SQM Research director Louis Christopher said four cuts next year, while still a more remote possibility, would cause a huge rebound in property markets that had recently been weaker, including Melbourne and Sydney.

“There is a strong history of rate cuts stimulating housing demand,” he said, noting that new cuts would unleash a lot of pent up demand from buyers.

Many of these buyers had been sitting on the sidelines in recent years waiting for a change in rates, Mr Chistopher said.

The RBA Target Rate Tracker calculates the probability of changes in the Overnight Cash Rate based upon the implied yields of very short term (30-day) interest rate futures.

It comes as several lenders cut fixed and variable home loan rates for both owner occupiers and investors in early September.

Experts said cuts to fixed rates were often an indication that banks expected variable rates to be lower in the coming months.

Mozo money and finance expert Rachel Wastell said these cuts were likely to continue into September.

“(They) are a reflection of the growing industry confidence that the RBA’s next move is a cut,” she said.

Analysis from comparison group Finder showed that four rate cuts would save the average Aussie homeowners $5,076 per year on mortgage repayments.

Finder head of consumer research Graham Cooke advised hopeful homeowners to bear in mind that the expectations of markets were only a prediction.
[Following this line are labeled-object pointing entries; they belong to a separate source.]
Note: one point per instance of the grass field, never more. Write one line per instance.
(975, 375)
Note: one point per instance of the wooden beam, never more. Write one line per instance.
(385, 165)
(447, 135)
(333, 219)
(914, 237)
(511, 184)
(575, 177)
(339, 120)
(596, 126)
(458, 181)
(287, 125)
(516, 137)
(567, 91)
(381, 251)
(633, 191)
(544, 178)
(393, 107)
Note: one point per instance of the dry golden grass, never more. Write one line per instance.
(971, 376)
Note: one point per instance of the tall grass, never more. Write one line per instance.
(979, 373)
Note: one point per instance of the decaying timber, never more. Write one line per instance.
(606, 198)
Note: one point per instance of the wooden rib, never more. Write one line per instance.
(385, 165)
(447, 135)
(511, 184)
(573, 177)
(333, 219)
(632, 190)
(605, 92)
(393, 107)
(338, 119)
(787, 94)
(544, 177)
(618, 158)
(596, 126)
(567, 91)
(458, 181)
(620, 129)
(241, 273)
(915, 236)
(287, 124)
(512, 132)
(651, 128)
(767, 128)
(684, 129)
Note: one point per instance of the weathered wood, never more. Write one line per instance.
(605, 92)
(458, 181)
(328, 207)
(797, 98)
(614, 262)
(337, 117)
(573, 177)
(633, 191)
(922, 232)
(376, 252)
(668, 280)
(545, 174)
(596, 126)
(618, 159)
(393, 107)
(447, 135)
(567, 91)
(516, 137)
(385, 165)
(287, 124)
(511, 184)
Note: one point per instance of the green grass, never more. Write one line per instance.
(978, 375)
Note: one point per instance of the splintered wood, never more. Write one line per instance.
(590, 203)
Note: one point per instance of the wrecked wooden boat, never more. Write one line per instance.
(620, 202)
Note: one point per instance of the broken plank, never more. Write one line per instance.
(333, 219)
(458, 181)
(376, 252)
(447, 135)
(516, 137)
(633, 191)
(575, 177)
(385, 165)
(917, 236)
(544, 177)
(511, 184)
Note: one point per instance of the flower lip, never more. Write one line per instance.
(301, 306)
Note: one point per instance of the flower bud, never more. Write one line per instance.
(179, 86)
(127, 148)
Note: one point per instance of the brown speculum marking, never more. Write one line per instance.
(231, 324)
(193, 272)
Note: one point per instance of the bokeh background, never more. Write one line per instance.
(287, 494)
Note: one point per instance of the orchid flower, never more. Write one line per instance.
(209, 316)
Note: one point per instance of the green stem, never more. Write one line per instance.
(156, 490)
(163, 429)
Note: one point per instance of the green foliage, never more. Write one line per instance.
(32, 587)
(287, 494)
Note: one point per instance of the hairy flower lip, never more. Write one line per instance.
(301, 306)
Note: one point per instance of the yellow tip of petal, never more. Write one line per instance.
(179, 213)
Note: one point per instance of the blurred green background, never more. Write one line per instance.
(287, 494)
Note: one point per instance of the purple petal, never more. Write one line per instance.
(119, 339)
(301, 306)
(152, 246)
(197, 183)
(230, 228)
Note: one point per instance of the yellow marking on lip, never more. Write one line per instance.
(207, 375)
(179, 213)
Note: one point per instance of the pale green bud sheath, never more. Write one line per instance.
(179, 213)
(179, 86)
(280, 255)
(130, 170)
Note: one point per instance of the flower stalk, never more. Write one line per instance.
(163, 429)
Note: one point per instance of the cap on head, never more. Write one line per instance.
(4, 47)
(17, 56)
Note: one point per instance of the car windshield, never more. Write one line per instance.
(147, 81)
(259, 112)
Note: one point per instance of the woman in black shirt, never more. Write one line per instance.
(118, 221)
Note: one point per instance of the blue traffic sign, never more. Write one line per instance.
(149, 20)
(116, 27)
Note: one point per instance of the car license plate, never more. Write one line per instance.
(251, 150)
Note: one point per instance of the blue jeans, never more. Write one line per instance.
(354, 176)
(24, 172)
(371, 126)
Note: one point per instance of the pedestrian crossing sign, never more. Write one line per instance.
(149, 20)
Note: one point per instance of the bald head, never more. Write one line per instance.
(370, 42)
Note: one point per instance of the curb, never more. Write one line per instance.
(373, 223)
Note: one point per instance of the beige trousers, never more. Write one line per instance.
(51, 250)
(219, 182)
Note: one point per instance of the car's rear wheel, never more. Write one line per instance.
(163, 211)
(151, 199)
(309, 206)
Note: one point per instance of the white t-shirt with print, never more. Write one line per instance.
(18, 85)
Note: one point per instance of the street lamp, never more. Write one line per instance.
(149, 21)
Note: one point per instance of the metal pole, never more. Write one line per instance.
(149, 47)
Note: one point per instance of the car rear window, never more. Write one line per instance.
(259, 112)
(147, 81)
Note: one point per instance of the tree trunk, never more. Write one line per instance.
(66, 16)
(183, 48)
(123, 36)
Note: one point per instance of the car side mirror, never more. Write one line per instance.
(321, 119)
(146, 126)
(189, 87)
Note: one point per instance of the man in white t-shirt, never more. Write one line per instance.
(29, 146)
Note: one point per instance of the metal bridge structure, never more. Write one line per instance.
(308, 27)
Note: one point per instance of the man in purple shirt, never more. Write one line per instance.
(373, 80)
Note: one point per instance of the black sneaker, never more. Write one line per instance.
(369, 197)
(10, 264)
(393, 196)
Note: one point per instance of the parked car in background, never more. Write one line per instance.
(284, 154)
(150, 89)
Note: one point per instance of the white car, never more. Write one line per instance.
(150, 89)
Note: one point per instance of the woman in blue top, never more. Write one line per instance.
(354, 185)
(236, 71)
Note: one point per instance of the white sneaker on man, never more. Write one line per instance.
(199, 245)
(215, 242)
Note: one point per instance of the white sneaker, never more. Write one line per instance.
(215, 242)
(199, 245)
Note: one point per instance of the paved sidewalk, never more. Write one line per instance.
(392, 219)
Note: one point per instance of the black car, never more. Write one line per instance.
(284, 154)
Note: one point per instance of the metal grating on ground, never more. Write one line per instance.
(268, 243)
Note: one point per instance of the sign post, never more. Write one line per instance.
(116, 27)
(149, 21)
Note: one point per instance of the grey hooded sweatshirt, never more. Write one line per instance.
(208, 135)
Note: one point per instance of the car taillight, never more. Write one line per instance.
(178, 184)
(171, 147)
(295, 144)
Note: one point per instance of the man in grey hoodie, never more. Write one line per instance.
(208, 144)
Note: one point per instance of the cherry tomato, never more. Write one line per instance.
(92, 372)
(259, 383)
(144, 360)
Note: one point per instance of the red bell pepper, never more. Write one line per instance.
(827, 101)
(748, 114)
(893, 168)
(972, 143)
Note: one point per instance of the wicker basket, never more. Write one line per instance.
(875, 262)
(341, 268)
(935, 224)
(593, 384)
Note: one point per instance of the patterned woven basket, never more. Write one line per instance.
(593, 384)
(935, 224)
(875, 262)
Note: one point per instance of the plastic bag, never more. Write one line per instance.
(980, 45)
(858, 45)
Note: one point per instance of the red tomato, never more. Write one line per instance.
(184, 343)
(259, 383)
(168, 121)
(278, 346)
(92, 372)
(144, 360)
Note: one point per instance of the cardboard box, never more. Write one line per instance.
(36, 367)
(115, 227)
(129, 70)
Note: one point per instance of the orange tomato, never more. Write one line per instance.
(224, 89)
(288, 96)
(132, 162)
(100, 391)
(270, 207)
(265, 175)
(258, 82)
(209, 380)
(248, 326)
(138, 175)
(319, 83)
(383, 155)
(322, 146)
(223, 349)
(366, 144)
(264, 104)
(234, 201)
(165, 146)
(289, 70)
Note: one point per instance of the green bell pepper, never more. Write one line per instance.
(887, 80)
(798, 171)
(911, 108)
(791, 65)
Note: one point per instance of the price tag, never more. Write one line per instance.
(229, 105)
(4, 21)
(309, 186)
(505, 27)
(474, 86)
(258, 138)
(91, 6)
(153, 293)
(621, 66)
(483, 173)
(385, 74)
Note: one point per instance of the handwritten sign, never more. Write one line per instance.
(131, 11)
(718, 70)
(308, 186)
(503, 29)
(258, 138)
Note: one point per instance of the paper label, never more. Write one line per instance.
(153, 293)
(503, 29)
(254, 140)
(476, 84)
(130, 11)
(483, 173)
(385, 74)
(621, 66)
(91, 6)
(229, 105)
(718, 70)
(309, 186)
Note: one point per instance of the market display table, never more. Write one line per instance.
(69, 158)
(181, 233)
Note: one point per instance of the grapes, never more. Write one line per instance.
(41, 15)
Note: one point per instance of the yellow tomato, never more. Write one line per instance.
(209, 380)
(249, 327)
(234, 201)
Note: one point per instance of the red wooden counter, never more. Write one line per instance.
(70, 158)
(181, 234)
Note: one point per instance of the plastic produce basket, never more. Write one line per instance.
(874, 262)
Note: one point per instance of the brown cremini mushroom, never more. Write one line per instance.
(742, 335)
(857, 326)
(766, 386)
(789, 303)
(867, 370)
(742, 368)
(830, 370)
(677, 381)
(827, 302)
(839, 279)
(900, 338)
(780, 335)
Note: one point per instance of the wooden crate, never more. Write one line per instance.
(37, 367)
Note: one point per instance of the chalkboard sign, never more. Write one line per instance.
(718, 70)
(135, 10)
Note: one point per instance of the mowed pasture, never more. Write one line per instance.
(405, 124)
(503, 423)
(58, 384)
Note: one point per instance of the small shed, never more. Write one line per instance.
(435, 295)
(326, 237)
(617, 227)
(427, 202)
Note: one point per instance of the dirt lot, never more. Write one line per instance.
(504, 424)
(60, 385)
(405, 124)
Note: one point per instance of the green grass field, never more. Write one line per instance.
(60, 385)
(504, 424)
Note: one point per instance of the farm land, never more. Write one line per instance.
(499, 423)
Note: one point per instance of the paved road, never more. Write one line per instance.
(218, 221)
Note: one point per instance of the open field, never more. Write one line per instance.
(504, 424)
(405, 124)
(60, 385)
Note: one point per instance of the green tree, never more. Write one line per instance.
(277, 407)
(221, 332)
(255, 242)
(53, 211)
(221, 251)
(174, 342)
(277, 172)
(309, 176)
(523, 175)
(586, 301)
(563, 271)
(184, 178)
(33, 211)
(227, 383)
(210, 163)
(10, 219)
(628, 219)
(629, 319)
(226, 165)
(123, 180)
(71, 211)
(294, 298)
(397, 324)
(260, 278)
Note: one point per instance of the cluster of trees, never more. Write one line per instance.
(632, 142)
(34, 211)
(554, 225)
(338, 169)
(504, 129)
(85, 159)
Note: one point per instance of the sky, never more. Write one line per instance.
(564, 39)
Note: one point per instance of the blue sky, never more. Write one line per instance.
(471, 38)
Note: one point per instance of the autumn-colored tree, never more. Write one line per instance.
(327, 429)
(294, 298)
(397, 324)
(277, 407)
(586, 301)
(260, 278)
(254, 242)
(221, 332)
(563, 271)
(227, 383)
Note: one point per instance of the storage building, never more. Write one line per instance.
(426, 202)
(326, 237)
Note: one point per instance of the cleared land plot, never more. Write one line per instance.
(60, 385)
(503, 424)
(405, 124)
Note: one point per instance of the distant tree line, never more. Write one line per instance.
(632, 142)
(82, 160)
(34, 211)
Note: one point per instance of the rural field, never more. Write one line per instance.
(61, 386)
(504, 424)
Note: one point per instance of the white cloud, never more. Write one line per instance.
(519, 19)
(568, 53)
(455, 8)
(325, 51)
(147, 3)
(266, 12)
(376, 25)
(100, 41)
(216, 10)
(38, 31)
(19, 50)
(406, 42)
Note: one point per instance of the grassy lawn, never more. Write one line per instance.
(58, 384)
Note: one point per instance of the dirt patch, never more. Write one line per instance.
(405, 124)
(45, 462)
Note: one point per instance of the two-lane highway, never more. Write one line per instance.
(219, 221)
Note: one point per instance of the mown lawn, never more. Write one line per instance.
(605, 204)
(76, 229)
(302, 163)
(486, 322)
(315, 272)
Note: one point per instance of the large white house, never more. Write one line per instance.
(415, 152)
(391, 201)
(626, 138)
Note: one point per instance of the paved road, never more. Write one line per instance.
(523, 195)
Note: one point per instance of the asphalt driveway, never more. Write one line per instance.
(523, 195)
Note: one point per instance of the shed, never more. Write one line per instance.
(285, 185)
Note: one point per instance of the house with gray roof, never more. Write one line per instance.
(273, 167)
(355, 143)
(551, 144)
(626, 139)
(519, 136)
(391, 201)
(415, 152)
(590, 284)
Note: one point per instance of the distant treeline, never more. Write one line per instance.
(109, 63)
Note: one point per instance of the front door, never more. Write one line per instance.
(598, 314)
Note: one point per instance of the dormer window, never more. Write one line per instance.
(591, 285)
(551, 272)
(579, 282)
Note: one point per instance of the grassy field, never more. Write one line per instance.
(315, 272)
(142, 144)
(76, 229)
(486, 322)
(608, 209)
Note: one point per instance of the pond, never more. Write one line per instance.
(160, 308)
“The ASX is clear on its site that the information is indicative only, meaning that while the market may be pricing in the possibility of four rate cuts, this is not a guarantee that the Reserve Bank will take action,” he said.

“The ASX Target Rate Tracker reflects market sentiment based on short-term interest rate futures, but economic conditions can shift quickly. Homeowners and investors should remain cautious.”

My Housing Market economist Andrew Wilson said homeowners should take the ASX predictions with a grain of salt.

“It comes from a speculatory environment. A lot can change between now and next year,” he said.

Mr Christopher said the ASX expectations hinged greatly on what happened in the US. “It’s a big ‘if’. We don’t believe (four cuts) would happen, but if it did there would be a definite rebound. A lot would depend on migration,” he said.

Mr Cooke said four interest rate cuts would change the housing market.

“Many households have been feeling the squeeze following 13 rate hikes – a series of rate cuts would save Aussies hundreds of dollars per month on variable-rate home loans,” he said.

“(But) it’s important to remember that these predictions are based on probability, and the future is still uncertain.”

Mr Cooke added that rate cuts came with a potential downside for those seeking a new home.

“While rate cuts might alleviate some financial pressure on current homeowners, they could also reignite demand in the housing market, potentially driving up property prices again,” Mr Cooke said.

“This would make it harder for first-home buyers to enter the market, even with lower borrowing costs.”

Those on soon-to-expire fixed rates would be among the big winners of a succession of rate cuts, Mr Cooke explained.

“Homeowners on fixed-rate mortgages might not immediately feel the benefits of the cuts. However, those whose fixed terms are ending soon could see better refinancing options when their loans revert to variable.”